As you dont follow any of the 5k's (from your other msg's), you are by definition not a Sikh. If you did have some of the 5k's it shows that you are  trying to be one at least. 

"_Has anyone been enlightened so far? Tell me..._"

You are lost in your own world. You obiviously neednt read books of Gursikhs life stories or met any Gursikhs (I havent met any too but am reading their books and their lives). Books on Gursikhs such as Bhai Randhir Singh Ji aamong many others.

This shows that you have not BOTHERED to read mine or probably others advice to you.

"_I think the Sikh Gurus were aware of the truth, and people just taken it the wrong way. Sikh gurus were pure concious, thats all in life there is to be learnt, to have pure concious, that means respect everything, religion comes and goes! And yes kaur sister, you are being ignorant. The Sikh gurus were truth and bliss from god. They were one with god, they didnt have to create a religion, Guru nanak didnt even have to create a religion, but guru ji created a religion because there was a time and place for it, it was needed. Religion was what god wanted at that time to settle the differences between muslims and hindus. Guru Nanak dev ji even knew of it, that religion is not needed, but guruji had to because his enlightened experience with god told guru ji to come up with a religion. And Guru Gobind singh ji came up with what the people of india needed to keep them going as the guru knew that these people will never understand pure concious, so they had to carry on the religion. Right now, i think there are so many sikhs, trying to get enlightened, because theres nothing else for them that makes them happy. They get bored, so they decide to make something their everything._"

Waffling on as usual. Like a pendulum. You are definately lost in *"duality*" and have massive "*doubt*" in you. Look up the meaning of "doubt" in the english dictionary.

" _Just be yourself in life, be as pure as you can. Dont stick to one thing, otherwise you dont learn in life. Be yourself!!_"

Hmmm..Its a Sikh Forum. So try and be a good Sikh and pure as a khalsa one day (which I am also trying to achieve). 

"_And what are you talking about! You get too excited, just cos some old people say to you you shouldnt listen to saints and yogis etc you say they are wrong. To many people been telling you too much not to do this, not to do that._"

What people are telling me what?. I dont think I need people to tell me this. It doesnt need a *genius* to work this out. You only need God given common  sense to work it out. Only the strong minded Sikh ie with no doubt in the believe of SGGSJ and Gurbani can in my opinion watch this type of programs of 'this and that baba's' without being brainwashed. In my opinion from your various comments on your believe and Sikhi (again I say *Sikhi because this a Sikh forum site*) I would catergorise you in the lost sheep category.

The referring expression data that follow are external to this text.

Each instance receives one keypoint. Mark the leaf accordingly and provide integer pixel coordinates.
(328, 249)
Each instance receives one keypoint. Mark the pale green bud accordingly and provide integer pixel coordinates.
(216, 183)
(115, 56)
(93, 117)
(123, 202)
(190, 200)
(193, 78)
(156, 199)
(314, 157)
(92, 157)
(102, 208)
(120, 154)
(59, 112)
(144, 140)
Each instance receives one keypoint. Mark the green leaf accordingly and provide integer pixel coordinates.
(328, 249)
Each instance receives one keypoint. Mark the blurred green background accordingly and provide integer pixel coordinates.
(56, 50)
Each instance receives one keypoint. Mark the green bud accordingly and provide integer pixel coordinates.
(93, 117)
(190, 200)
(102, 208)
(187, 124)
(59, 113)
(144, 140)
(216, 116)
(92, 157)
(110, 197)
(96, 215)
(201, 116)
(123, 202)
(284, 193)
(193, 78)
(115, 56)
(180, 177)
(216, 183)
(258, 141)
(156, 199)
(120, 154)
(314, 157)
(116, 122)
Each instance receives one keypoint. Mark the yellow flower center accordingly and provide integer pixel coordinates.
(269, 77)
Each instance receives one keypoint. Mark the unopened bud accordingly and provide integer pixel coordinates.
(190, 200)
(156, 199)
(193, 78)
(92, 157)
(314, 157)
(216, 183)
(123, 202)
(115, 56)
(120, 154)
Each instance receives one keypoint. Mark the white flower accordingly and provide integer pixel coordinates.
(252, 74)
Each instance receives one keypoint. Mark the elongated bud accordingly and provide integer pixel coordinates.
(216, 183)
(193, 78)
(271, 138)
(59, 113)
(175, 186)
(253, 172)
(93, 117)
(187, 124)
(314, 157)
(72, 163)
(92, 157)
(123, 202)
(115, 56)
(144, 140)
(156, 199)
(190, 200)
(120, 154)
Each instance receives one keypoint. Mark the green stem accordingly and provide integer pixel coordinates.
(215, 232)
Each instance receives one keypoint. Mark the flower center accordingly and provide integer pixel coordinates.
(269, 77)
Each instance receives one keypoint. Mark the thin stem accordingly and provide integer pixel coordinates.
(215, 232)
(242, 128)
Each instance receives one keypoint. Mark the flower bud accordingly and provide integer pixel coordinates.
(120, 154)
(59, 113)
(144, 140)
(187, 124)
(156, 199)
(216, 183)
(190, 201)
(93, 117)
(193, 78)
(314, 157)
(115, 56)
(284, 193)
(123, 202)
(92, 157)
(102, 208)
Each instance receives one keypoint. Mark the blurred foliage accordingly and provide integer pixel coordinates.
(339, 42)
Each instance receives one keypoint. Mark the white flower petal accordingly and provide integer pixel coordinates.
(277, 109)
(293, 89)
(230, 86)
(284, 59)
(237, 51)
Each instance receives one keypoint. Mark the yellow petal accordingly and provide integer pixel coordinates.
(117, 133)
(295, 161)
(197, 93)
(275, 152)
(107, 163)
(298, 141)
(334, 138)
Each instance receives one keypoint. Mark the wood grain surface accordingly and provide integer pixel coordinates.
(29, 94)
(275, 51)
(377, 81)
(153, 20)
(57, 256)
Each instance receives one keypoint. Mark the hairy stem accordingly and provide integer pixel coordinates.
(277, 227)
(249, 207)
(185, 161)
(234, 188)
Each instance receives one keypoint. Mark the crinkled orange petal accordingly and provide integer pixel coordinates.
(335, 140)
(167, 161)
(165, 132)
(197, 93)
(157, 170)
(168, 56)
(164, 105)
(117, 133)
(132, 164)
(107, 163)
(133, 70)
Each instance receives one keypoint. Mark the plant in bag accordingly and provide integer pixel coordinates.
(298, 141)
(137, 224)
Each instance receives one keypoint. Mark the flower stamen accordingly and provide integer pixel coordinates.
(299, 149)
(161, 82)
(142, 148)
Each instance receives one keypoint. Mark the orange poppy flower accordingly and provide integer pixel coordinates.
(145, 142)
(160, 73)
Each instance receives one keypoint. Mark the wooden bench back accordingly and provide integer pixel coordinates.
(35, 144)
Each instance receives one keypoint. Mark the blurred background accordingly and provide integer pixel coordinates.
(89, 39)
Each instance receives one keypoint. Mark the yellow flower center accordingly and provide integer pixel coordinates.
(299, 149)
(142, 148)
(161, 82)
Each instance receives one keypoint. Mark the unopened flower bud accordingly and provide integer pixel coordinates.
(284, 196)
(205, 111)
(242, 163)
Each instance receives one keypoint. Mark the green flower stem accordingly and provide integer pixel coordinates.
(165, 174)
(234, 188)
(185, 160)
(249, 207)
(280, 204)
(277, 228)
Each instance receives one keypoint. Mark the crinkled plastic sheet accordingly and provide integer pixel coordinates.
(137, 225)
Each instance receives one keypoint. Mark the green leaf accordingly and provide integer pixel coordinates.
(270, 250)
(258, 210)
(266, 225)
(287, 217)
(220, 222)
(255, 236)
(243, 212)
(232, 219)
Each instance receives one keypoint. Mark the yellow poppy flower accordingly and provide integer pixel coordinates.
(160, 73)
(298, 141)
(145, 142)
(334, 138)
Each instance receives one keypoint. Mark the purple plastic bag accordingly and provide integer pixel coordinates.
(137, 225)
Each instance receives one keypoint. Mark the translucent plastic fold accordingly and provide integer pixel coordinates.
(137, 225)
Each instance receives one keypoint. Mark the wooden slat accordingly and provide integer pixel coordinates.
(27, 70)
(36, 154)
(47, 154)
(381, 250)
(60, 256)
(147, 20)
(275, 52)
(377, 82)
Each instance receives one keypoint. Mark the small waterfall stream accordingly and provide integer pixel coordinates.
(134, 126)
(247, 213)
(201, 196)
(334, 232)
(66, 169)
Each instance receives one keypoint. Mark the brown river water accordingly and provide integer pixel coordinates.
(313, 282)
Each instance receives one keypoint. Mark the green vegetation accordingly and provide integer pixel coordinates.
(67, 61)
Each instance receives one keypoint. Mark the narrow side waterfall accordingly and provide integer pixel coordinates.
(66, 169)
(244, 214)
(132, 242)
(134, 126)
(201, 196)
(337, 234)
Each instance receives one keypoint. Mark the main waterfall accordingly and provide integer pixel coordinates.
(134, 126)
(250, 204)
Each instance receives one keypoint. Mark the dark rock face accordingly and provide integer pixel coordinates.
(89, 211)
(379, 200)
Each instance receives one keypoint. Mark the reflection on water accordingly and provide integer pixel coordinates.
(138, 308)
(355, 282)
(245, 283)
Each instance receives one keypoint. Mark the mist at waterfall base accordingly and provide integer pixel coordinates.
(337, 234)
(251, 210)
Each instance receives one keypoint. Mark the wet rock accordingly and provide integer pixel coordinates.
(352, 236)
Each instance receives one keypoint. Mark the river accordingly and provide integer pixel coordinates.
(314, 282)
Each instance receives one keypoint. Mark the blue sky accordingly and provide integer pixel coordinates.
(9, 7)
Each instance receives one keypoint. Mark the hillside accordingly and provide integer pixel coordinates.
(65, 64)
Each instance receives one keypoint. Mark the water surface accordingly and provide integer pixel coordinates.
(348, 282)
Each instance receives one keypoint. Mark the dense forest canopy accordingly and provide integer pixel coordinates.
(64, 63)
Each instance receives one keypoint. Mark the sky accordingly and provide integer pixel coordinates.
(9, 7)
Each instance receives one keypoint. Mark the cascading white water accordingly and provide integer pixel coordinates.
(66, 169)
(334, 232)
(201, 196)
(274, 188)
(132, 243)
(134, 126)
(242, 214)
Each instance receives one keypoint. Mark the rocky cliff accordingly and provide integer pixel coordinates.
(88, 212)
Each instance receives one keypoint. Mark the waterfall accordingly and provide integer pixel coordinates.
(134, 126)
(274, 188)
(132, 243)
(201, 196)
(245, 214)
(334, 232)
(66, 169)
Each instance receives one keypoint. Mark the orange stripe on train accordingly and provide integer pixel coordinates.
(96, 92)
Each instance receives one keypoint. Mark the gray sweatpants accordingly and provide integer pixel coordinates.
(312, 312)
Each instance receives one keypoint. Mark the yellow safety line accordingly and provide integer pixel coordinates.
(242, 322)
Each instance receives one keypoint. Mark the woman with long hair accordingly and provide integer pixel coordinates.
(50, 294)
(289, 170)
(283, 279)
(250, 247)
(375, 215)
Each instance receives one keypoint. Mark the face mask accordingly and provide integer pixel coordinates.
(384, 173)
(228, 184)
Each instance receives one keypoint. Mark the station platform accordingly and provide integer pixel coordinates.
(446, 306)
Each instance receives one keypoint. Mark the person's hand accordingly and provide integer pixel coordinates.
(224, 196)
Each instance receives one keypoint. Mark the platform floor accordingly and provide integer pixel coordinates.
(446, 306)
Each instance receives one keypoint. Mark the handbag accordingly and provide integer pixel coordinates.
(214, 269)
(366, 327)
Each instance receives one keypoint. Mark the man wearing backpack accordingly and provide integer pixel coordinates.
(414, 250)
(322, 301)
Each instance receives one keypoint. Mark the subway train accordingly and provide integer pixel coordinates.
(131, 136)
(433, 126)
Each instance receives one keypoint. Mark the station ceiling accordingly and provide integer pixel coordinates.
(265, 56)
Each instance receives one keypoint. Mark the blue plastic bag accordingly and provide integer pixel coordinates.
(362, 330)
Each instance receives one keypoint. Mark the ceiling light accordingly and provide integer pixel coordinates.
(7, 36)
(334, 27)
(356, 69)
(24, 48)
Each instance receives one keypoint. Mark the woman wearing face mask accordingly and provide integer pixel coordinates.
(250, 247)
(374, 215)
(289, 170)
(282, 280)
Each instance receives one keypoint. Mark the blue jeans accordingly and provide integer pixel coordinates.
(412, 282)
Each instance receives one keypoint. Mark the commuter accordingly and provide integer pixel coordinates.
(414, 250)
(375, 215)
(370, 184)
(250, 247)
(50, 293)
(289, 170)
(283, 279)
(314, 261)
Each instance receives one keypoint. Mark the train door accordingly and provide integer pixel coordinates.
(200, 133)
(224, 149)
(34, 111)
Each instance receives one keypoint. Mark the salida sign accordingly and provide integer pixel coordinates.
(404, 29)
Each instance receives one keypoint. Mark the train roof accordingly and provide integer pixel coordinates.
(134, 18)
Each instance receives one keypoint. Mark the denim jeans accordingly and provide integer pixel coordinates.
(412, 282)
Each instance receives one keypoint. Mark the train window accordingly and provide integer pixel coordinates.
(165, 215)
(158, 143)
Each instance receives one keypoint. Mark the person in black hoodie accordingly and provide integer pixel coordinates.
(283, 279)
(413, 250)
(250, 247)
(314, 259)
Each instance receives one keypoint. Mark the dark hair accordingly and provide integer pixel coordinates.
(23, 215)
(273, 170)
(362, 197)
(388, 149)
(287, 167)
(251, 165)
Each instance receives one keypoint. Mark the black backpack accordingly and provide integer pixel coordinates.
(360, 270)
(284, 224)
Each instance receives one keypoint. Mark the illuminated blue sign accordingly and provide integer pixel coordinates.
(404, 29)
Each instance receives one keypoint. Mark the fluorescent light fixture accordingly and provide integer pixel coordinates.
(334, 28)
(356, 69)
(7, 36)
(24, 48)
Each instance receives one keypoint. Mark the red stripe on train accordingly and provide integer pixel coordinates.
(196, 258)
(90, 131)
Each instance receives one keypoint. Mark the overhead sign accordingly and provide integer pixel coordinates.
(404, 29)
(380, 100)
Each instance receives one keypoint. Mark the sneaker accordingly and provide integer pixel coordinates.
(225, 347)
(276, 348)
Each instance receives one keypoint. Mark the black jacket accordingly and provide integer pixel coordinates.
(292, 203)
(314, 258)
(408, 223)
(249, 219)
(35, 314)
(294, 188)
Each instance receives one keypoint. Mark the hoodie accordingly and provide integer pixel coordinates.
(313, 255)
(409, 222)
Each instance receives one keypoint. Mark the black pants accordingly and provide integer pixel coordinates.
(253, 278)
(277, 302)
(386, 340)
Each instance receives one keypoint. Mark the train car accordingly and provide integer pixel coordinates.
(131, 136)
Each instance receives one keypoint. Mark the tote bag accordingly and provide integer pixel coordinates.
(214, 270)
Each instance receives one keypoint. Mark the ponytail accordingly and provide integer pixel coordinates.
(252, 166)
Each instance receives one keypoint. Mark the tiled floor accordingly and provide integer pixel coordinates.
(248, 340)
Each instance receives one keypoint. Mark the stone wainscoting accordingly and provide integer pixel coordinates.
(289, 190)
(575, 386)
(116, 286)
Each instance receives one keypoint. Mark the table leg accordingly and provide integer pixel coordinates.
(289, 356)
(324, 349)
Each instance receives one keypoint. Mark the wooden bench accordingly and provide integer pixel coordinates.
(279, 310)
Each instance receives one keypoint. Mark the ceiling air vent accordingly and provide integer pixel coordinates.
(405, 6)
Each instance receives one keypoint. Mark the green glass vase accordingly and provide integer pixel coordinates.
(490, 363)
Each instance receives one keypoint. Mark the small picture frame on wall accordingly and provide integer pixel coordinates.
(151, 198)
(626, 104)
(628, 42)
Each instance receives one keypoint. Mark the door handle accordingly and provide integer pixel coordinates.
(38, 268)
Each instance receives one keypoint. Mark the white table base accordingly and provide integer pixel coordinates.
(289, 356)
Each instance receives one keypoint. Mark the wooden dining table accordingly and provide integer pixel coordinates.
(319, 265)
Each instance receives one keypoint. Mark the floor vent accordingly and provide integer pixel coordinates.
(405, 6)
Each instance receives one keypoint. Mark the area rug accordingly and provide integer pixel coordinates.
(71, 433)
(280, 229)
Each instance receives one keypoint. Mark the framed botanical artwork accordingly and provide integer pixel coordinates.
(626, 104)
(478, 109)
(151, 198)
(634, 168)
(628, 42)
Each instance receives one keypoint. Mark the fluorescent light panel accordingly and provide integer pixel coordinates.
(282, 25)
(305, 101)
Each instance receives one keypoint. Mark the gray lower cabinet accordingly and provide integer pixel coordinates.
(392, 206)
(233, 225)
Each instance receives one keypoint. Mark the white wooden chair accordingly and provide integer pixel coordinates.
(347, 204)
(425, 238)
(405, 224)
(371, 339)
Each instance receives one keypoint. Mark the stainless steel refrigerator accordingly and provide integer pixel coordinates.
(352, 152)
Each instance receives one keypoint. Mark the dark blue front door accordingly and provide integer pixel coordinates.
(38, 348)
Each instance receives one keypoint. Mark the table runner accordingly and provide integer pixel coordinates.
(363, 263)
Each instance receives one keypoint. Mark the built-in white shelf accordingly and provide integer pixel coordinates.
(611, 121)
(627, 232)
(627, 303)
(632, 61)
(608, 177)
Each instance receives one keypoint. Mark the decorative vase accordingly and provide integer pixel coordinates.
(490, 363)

" _They dont knw themselves what they are on about, they dont think before they actually say anything. We dont copy yogis etc, we get ideas from them, right now, do you even feel comfortable of what you are doing kaur ji Tell me?_"

Actually I know for a fact that I do 'think'  and am quite comfortable with what I am saying.
Why cant you first get ideas from SIKH Gurbani then get ideas from 'this and that baba's'.. 
I say its pure laziness on your part.

"_Your saying so much things against other things and just because you follow sikhism you say you are right? WOW! Thats what you call sticking to one thing and not growing!!"_

Its a Sikh forum site and I am hear to learn more about the meaning of Gurbani, Sikh issues among the many  topics here.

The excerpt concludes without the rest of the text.